🤖 AI Summary
Current multimodal large language models (MLLMs) face three key bottlenecks in long-horizon robotic manipulation: insufficient explicit planning capability, limited perception of object affordances, and inability to predict precise manipulation trajectories. To address these, this work formally defines and models the three core capabilities of a “robotic brain” and proposes a unified end-to-end framework built upon an MLLM architecture. The framework integrates robot-specific and general-purpose multimodal data, supports long-video and high-resolution inputs, and introduces ShareRobot—the first high-precision, multi-dimensional annotated dataset for robotic manipulation. A multi-stage training strategy enables joint modeling from abstract task instructions to concrete, executable manipulation trajectories. Evaluated on multiple robotic manipulation benchmarks, our approach achieves state-of-the-art performance, significantly improving task decomposition rationality, affordance understanding accuracy, and trajectory generation fidelity.
📝 Abstract
Recent advancements in Multimodal Large Language Models (MLLMs) have shown remarkable capabilities across various multimodal contexts. However, their application in robotic scenarios, particularly for long-horizon manipulation tasks, reveals significant limitations. These limitations arise from the current MLLMs lacking three essential robotic brain capabilities: Planning Capability, which involves decomposing complex manipulation instructions into manageable sub-tasks; Affordance Perception, the ability to recognize and interpret the affordances of interactive objects; and Trajectory Prediction, the foresight to anticipate the complete manipulation trajectory necessary for successful execution.
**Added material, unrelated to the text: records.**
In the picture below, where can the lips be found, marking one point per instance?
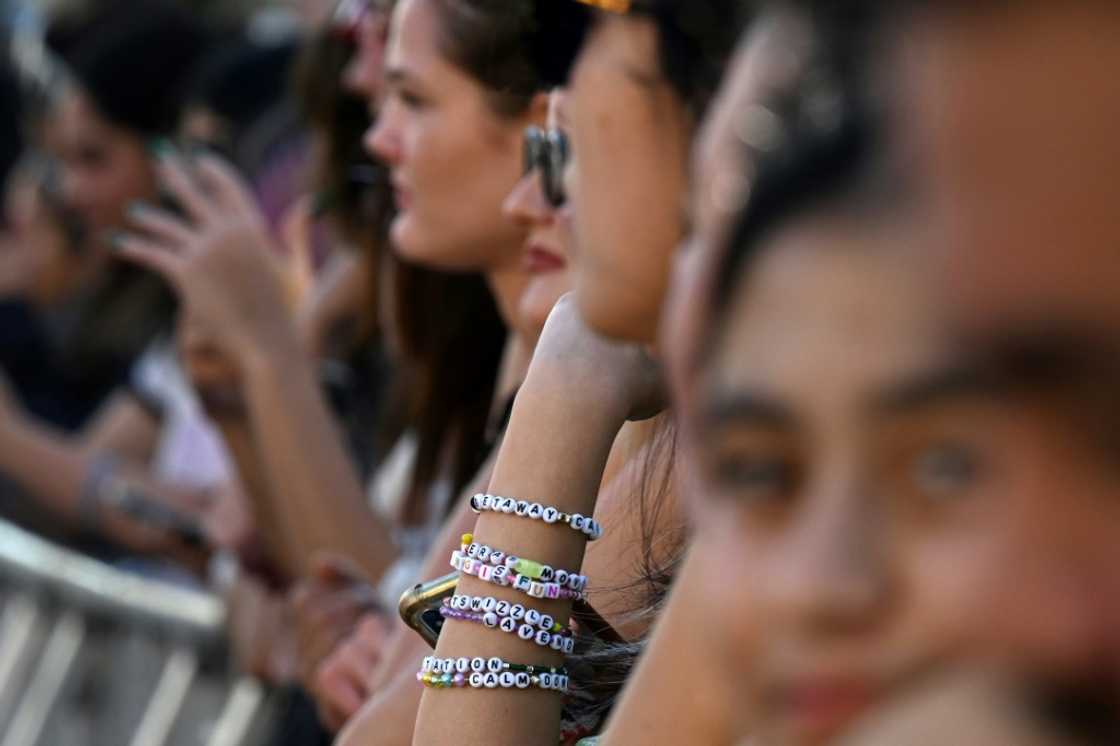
(819, 709)
(540, 260)
(401, 195)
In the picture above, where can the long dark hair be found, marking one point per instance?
(448, 327)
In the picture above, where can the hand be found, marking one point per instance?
(328, 606)
(342, 681)
(570, 356)
(221, 258)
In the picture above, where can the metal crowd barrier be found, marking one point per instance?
(91, 655)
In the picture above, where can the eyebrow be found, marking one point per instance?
(939, 388)
(747, 408)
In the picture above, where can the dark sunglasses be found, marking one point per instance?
(547, 152)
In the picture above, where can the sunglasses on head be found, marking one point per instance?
(547, 152)
(617, 6)
(350, 14)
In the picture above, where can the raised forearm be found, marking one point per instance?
(553, 454)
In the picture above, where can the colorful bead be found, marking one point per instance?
(586, 525)
(537, 627)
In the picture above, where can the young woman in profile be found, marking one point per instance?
(641, 83)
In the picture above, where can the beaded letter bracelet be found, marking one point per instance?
(519, 566)
(492, 673)
(588, 527)
(549, 634)
(502, 576)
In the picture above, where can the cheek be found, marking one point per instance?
(726, 588)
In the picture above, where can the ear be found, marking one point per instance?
(539, 110)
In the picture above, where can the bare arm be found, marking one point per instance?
(563, 423)
(224, 266)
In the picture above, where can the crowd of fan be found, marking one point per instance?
(752, 362)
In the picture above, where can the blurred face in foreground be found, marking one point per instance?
(857, 481)
(1010, 111)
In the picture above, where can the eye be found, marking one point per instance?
(946, 469)
(754, 477)
(411, 100)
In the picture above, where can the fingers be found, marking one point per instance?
(184, 186)
(225, 185)
(334, 569)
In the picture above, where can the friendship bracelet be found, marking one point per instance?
(550, 634)
(588, 527)
(502, 576)
(533, 570)
(492, 673)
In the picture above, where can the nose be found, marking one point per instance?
(525, 206)
(833, 576)
(383, 139)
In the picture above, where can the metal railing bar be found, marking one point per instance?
(98, 588)
(241, 709)
(47, 683)
(20, 618)
(167, 700)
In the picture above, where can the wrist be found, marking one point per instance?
(271, 346)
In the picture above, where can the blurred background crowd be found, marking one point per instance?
(801, 316)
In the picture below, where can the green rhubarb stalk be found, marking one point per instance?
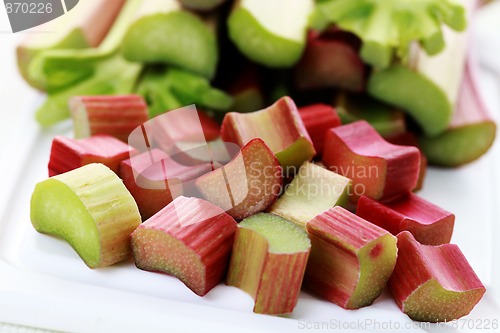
(81, 28)
(272, 33)
(386, 119)
(388, 27)
(112, 77)
(426, 87)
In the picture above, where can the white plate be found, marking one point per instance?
(44, 284)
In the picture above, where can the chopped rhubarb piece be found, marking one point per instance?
(313, 191)
(471, 132)
(190, 239)
(331, 60)
(433, 283)
(91, 209)
(409, 139)
(154, 179)
(268, 262)
(351, 259)
(378, 169)
(428, 223)
(246, 89)
(279, 126)
(68, 154)
(318, 118)
(181, 125)
(117, 116)
(247, 185)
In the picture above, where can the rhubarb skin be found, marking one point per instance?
(471, 132)
(433, 283)
(331, 60)
(378, 169)
(68, 154)
(185, 124)
(268, 261)
(428, 223)
(154, 179)
(91, 209)
(313, 191)
(318, 118)
(247, 185)
(117, 115)
(83, 27)
(190, 239)
(351, 259)
(281, 128)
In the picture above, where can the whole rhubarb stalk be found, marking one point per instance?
(82, 27)
(331, 60)
(387, 28)
(471, 132)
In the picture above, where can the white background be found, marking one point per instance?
(35, 297)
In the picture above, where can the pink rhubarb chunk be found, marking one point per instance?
(428, 223)
(68, 154)
(351, 259)
(279, 126)
(318, 118)
(433, 283)
(378, 169)
(154, 179)
(190, 239)
(247, 185)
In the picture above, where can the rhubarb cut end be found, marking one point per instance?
(433, 283)
(281, 235)
(161, 252)
(313, 191)
(376, 260)
(433, 303)
(96, 220)
(190, 239)
(82, 235)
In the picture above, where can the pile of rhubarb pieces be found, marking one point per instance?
(406, 67)
(271, 201)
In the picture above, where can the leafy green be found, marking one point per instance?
(169, 88)
(387, 27)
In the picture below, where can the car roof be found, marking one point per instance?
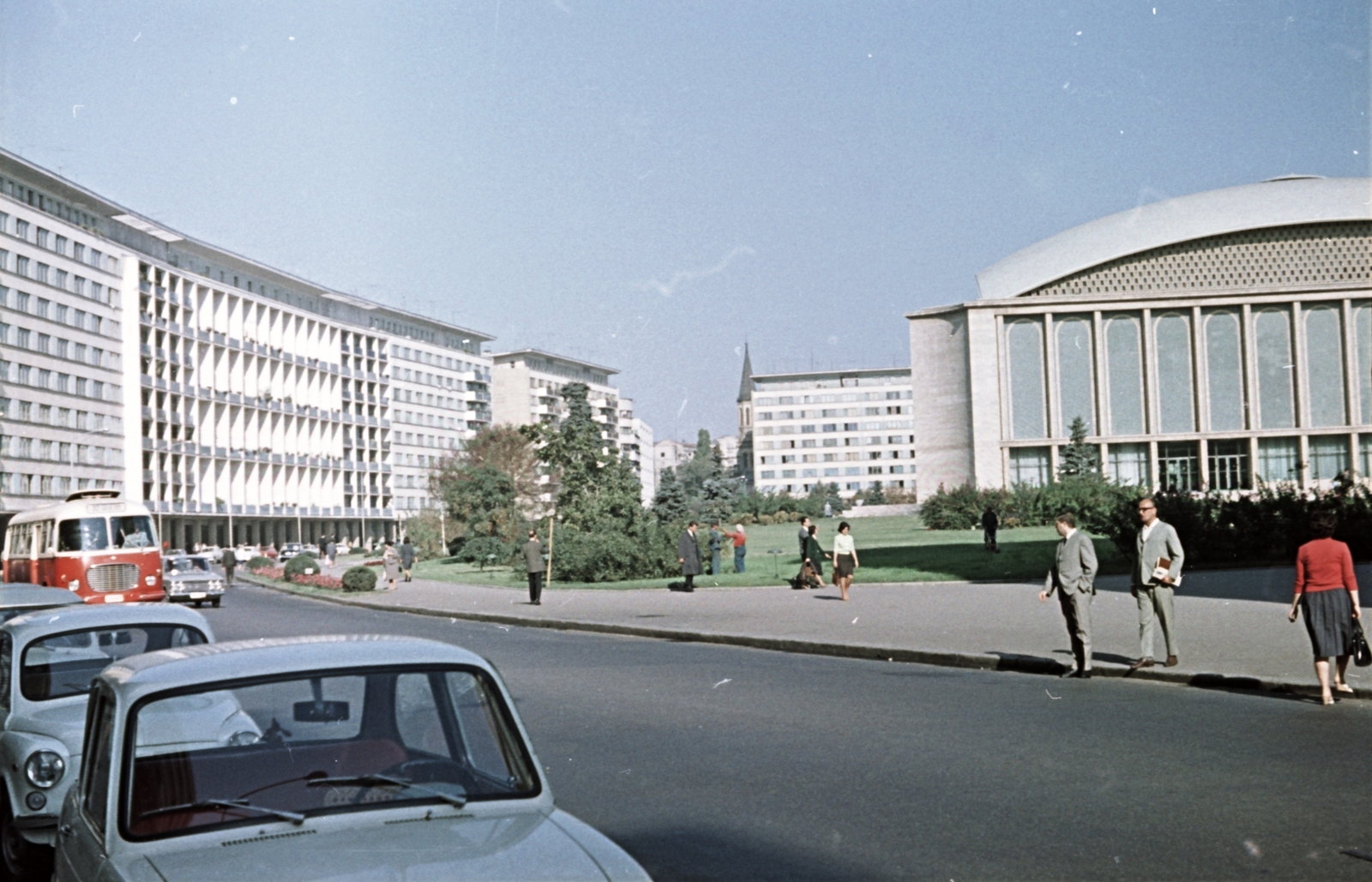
(20, 594)
(39, 623)
(208, 663)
To enhance the robotic brain's core capabilities from abstract to concrete, we introduce ShareRobot, a high-quality heterogeneous dataset that labels multi-dimensional information such as task planning, object affordance, and end-effector trajectory. ShareRobot's diversity and accuracy have been meticulously refined by three human annotators. Building on this dataset, we developed RoboBrain, an MLLM-based model that combines robotic and general multi-modal data, utilizes a multi-stage training strategy, and incorporates long videos and high-resolution images to improve its robotic manipulation capabilities. Extensive experiments demonstrate that RoboBrain achieves state-of-the-art performance across various robotic tasks, highlighting its potential to advance robotic brain capabilities.